Bland necrosis is a necrotic tumor focus with little or no associated inflammation, surrounded by
viable tissue. Nuclear fragments are present focally. Distant metastases occur uncommonly, but may be
the first clinical indication of tumor spread. Other nonspecific features may assist in distinguishing
the two entities. Neither zonation nor parallel blood vessels distributed perpendicular to the pleural
surface are features of desmoplastic pattern sarcomatous DMM.

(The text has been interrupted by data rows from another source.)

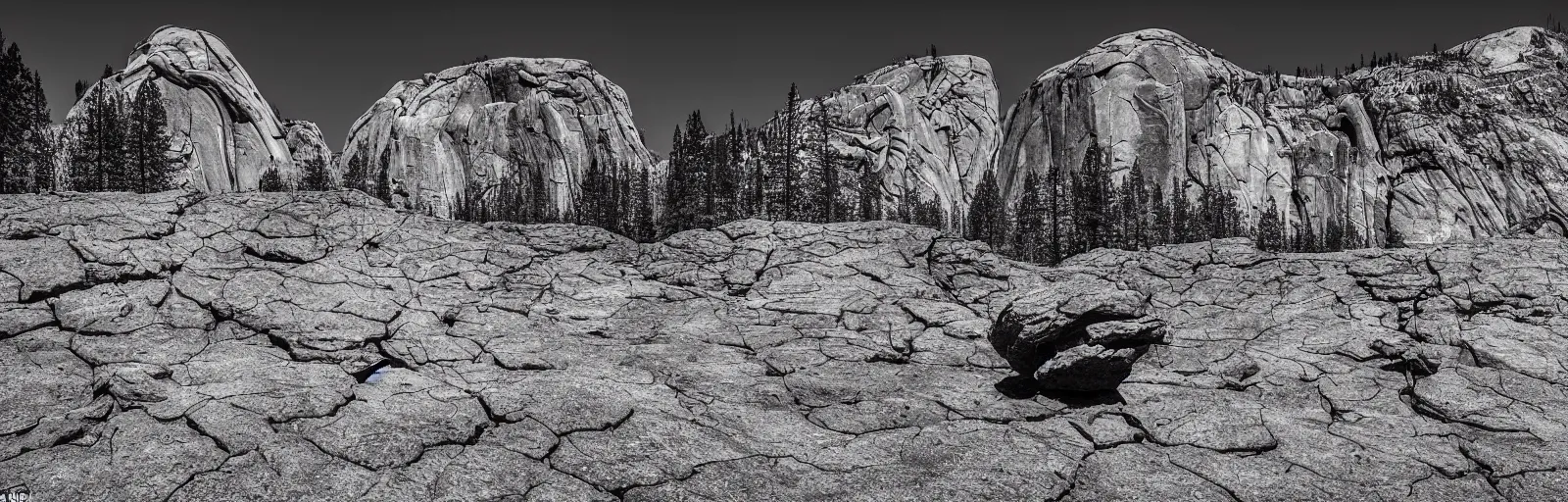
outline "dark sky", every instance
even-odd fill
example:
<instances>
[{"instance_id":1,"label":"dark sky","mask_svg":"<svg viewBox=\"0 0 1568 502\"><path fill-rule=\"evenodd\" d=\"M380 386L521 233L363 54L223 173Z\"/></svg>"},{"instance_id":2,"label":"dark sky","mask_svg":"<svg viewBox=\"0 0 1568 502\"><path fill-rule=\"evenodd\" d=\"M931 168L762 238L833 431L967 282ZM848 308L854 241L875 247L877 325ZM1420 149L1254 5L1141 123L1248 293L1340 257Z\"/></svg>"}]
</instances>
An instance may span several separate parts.
<instances>
[{"instance_id":1,"label":"dark sky","mask_svg":"<svg viewBox=\"0 0 1568 502\"><path fill-rule=\"evenodd\" d=\"M22 5L16 5L22 3ZM588 60L621 85L649 147L702 110L764 121L790 82L808 96L936 44L991 61L1002 110L1044 69L1120 33L1168 28L1251 69L1334 66L1419 53L1518 25L1560 2L36 2L0 6L0 30L42 72L55 119L72 83L124 67L160 25L223 38L284 118L348 126L397 80L480 55ZM1010 6L1011 5L1011 6Z\"/></svg>"}]
</instances>

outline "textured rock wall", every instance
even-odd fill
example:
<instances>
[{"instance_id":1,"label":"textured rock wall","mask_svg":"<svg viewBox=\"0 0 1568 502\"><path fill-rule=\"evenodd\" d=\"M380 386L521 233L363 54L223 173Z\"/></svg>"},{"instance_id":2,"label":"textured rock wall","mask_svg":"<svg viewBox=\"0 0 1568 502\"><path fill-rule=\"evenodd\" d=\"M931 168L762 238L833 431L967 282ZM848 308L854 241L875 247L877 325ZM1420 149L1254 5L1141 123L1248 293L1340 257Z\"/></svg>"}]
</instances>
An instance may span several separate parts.
<instances>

In order to best assure proper diagnosis, extensive sampling may be required. Core biopsies typically
are inadequate, and small open biopsies may not be representative of the entire disease process. Wide
sampling is generally required. The distinction between fibrous pleuritis and desmoplastic pattern
sarcomatous DMM is a critical one because of their markedly different prognoses. Diagnosis should be
conservative in order to avoid a false-positive DMM diagnosis with its attendant dismal prognosis.
In summary, chronic fibrous pleuritis occurs from a variety of causes. Clinical history may be
helpful. Distinction from desmoplastic pattern sarcomatous DMM is necessary because of their very
different prognoses. Immunohistochemistry is of limited usefulness in making that distinction. Wide
sampling and conservative diagnosis based on specific diagnostic criteria for the diagnosis of
desmoplastic pattern sarcomatous DMM are required.